The sheriff said, ‘Now, Donald, we don’t want any more’ lies.’

‘You’re getting the real low-down now.’

‘All right. Go ahead.’

‘Do you want it from the beginning?’ I asked.

‘Yes, from the beginning.’

‘Well,’ I said, ‘I used to know the Cunweather outfit in Kansas City. I’m not going to tell you a thing about who I really am because my father and mother are living, and I’m not going to break their hearts. But you can take it from me that I’ve batted around. But I didn’t have nothing to do with that Kansas City job. I was in California when that job was pulled, and I can prove it.

‘Well, here’s the low-down. Cunweather was the head of the slot-machine racket. Naturally, there was a pay-off. I don’t know all the dope on that, but it ran into quite a wad of dough. Morgan Birks was the pay-off man.

‘Well, things ran along pretty smooth until the grand jury started investigating. A citizens’ vice committee had some undercover men out and they uncovered the whole racket. They knew the names of some of the guys who were getting the dough. They didn’t know the higher-ups, but they knew some of the contact men and they knew how much those men were getting.

‘Well, that was where things began to get interesting, because there was a leak from the grand jury; and we found that the undercover men for the citizens’ committee reported that the pay-off was just about half of what Cunweather thought it was. In other words, every time Morgan Birks would collect ten thousand dollars to pay off to the big shots, he’d salt five grand and pass on only half of what he’d collected as the real pay-off.
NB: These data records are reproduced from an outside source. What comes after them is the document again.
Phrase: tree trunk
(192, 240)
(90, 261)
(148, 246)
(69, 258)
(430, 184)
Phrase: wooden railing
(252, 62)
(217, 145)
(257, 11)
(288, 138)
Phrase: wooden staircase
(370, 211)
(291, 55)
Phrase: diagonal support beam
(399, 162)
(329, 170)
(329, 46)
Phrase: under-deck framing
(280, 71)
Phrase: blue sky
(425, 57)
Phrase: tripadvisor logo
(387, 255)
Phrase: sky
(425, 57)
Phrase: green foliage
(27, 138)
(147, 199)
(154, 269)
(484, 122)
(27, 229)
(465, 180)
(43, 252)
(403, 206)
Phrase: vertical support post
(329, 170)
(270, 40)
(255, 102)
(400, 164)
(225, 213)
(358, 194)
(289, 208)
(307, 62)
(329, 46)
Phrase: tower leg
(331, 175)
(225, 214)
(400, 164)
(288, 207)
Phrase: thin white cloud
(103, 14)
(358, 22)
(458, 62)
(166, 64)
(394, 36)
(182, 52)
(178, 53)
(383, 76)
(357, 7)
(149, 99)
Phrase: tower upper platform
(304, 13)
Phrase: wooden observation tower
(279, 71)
‘Los Angeles is a tough city to do business in, and Morgan Birks had specified that if anything was going to be done, he had to have the exclusive handling of the whole business. Morgan Birks had been with Cunweather for some time, and the chief — that’s figured he was absolutely on the up-and-up.

‘Well, when this blow-off came, Morgan Birks took it on the lam, the idea being that he was hiding out from the grand jury. He wasn’t. He was hiding out from the chief because he was afraid the chief was going to rub him out.